Getting back to those ACLU affiliates with demanding constitutional questions of local law enforcement agencies: Do these agents "demonstrate probable cause and obtain a warrant to access cell phone location?" Or do they keep avoiding getting permission from judges?
Why a warrant? Doesn't the ACLU know there's a war on?
More demanding rule-of-law requirements of government tracking of us are coming. Sen. Ron Wyden, D-Ore., and Rep. Jason Chaffetz, R-Utah, have introduced the truly patriotic Geolocation Privacy and Surveillance Act, supported by the ACLU, that "requires the government to show probable cause and get a warrant before acquiring the geolocational information of a U.S. person."
This would apply, among other forms of such tracking, to cell phones. It would also require telecommunications companies (including providers of cell phones) to get our consent to collect data from locations where we use them. Where do we go with cell phones in our ears? These companies, without telling us, already convey this location information to the FBI without our knowing we're being tracked as we talk.

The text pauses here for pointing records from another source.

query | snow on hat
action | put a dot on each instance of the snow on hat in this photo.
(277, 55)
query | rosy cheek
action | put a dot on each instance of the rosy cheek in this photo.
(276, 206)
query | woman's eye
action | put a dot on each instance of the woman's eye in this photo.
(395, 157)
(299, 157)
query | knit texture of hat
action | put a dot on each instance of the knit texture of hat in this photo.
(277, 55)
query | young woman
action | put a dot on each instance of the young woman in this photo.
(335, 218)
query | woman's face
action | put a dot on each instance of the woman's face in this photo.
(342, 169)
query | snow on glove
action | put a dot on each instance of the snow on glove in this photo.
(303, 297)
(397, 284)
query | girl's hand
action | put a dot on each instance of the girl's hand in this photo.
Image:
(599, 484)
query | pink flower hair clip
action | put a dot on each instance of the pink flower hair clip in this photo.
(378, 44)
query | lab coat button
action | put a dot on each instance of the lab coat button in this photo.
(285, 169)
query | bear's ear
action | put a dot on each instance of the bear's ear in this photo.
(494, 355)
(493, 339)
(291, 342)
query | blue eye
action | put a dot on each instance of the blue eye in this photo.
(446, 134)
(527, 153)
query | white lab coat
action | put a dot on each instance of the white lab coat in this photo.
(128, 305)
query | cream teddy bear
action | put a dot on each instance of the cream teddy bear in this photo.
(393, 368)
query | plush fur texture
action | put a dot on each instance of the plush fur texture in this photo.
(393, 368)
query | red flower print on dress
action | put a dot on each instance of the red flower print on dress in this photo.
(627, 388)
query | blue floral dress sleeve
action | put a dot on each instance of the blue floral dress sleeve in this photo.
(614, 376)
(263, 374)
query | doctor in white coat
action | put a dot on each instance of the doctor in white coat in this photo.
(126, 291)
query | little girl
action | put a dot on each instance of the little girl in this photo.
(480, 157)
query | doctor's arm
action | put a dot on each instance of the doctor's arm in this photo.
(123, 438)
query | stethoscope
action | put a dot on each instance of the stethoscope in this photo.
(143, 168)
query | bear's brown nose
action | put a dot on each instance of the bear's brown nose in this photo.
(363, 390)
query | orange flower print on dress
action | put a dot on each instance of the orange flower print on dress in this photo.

And there also is this mass graveyard of privacy: Facebook. Wikileaks founder Julian Assange said: "Here we have the world's most comprehensive database about people, their relationships, their names, their addresses, their locations, their communications with each other, and their relatives, all sitting within the United States, all accessible to U.S. Intelligence." Facebook is not being run by the state, but the state keeps its eye on Facebook. Years ago, George Orwell's "1984" had a large reading audience. Where are they now?
Judge Learned Hand warned us: "Liberty lies in the hearts of men and women; when it dies there, no constitution, no law, no court can save it."
WND
3 Comments:
As a patrol cop, I'd often get called on crazy homeless people....many times they'd claim that the CIA was following them. I'd tell them: "It's illegal for the CIA to work in the US...It's the FBI who's following you..."
that would confuse the hell out of them.
Well MT, I guess it's time I admit you were right with your paranoid rants about the infringement of civil rights after 9-11. I took the stand that until it becomes a problem, let them do what they must. But they are now doing it just cuz they can and nobody cares. It's become the new normal. I was right about everything else we argued, though. B Will Derd.